Wednesday, July 1, 2009

Where Do Your Ideas Come From?

This is possibly the most frequent question I get when people learn I’m a writer. The answer is often ethereal and elusive. Things just pop into my head. Most of the time, however, I can point to exactly what triggered the series of fortunate events that germinate, sprout, and flower into a novel.

Scent is important to me. I have a sensitive nose and love fragrance. Good, natural fragrances, not manufactured chemical perfumes. One day, I picked up a book on the history of perfume and—voila!—the idea for Family Guardian was born. That story became my first Avalon sale, my first sale, and won the National Reader’s Choice Award for the Best Regency, much to my shock.

Wanting to target a book at a specific line, I did a little research and read about missing federal gold around the time of the Civil War. What would happen if a lot of people went looking for it? What if one of them found it? I sold that story to Barbour Publishing.

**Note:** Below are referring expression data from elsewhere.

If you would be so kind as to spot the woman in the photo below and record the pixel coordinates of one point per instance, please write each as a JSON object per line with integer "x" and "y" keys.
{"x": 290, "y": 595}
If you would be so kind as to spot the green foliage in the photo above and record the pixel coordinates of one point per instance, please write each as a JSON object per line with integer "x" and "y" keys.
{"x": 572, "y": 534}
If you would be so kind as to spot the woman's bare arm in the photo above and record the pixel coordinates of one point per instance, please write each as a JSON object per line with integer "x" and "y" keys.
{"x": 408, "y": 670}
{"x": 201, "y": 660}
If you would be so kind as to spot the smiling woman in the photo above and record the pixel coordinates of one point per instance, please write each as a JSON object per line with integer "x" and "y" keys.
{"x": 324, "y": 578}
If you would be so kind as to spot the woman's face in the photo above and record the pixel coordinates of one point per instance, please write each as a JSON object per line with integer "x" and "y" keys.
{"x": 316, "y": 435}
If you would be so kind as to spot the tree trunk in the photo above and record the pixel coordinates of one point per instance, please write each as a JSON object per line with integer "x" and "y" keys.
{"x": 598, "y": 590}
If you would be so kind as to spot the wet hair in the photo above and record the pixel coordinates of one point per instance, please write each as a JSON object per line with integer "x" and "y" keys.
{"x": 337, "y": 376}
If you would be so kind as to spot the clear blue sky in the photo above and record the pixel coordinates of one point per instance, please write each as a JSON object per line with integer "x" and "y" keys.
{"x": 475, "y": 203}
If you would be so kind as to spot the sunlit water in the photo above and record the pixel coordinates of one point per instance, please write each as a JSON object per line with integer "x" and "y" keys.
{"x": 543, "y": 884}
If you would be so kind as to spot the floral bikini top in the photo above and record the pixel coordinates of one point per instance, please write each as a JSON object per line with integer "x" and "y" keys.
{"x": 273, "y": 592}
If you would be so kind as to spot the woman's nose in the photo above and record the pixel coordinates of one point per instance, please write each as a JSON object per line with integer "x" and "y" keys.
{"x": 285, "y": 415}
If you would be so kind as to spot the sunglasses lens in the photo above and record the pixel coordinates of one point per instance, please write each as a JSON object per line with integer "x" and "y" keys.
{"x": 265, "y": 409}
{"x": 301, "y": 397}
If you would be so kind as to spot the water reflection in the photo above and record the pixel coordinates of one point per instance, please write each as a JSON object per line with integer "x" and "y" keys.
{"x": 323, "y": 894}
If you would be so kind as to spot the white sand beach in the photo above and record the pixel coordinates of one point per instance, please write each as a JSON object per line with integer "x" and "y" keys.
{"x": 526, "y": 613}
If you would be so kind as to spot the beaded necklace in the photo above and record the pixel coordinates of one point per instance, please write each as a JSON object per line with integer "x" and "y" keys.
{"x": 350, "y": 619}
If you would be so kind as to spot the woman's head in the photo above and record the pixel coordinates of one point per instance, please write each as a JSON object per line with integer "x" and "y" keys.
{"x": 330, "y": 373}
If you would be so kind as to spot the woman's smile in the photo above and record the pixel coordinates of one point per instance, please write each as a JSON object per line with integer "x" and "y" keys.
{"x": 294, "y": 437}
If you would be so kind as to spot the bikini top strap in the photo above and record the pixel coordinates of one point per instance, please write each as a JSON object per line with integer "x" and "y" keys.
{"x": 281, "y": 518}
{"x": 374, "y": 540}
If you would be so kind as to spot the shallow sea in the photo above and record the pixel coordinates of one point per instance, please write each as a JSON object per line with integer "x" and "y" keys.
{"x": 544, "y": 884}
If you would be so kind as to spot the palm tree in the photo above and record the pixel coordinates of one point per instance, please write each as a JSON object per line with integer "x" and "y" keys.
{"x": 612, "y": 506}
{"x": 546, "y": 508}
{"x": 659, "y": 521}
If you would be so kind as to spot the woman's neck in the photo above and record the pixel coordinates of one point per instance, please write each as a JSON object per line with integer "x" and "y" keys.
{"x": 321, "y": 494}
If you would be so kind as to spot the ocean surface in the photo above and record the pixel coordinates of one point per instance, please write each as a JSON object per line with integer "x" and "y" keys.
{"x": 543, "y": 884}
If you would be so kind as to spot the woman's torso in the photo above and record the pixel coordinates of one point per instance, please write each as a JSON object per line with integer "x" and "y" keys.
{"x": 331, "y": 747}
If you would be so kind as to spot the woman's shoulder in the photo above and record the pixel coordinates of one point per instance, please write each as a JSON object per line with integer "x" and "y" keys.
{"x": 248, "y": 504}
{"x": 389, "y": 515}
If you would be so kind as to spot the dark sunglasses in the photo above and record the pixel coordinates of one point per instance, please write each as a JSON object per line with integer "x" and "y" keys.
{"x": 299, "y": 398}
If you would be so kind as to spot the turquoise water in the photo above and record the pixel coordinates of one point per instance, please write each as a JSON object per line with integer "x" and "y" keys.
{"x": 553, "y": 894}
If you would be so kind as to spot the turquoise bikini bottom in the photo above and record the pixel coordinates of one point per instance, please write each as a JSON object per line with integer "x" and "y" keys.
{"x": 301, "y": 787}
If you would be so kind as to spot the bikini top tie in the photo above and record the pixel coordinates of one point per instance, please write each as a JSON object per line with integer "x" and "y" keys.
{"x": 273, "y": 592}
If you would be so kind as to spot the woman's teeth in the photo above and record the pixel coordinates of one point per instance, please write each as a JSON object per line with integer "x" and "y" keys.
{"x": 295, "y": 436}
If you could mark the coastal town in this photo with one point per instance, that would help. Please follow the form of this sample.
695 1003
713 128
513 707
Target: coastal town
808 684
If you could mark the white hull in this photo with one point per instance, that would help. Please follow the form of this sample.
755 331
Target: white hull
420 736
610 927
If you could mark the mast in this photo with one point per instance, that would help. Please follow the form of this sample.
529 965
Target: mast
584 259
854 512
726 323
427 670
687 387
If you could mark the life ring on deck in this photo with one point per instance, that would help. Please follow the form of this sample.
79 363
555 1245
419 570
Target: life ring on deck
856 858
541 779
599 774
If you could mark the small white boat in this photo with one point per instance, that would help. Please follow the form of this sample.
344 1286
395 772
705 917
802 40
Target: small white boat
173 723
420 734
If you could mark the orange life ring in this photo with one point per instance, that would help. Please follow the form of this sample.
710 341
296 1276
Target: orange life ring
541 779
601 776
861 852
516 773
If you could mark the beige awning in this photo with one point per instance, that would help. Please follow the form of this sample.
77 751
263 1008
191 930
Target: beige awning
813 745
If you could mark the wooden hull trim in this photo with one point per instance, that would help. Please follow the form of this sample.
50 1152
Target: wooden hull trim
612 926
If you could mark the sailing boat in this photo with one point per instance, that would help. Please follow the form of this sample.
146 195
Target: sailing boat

Learning that New Jersey had a glassmaking industry in the eighteenth century led me to The Glassblower, my next release and first in a three-book series.

One of my favorite inspirations is part of a nursery rhyme, something we used to say while counting buttons on our clothes to find out what kind of man we would marry: ‘Doctor, lawyer, merchant, chief’. I changed the ‘chief’ to ‘chef’, made the professionals all women, dropped them into the 1890s, when women were becoming sort of accepted as professionals, and voila! My next Avalon series.

My latest sale, to Baker/Revell, is a little harder to trace. It just bloomed like a wildflower in the garden of well-tended blossoms, an amalgam of many bits and pieces of my knowledge on midwives in history, the War of 1812, my love of early U.S. history, as well as early 1800s British history and how closely the two were tied by loyalty and dislike and those who would like to start or stop a war according to their own purposes.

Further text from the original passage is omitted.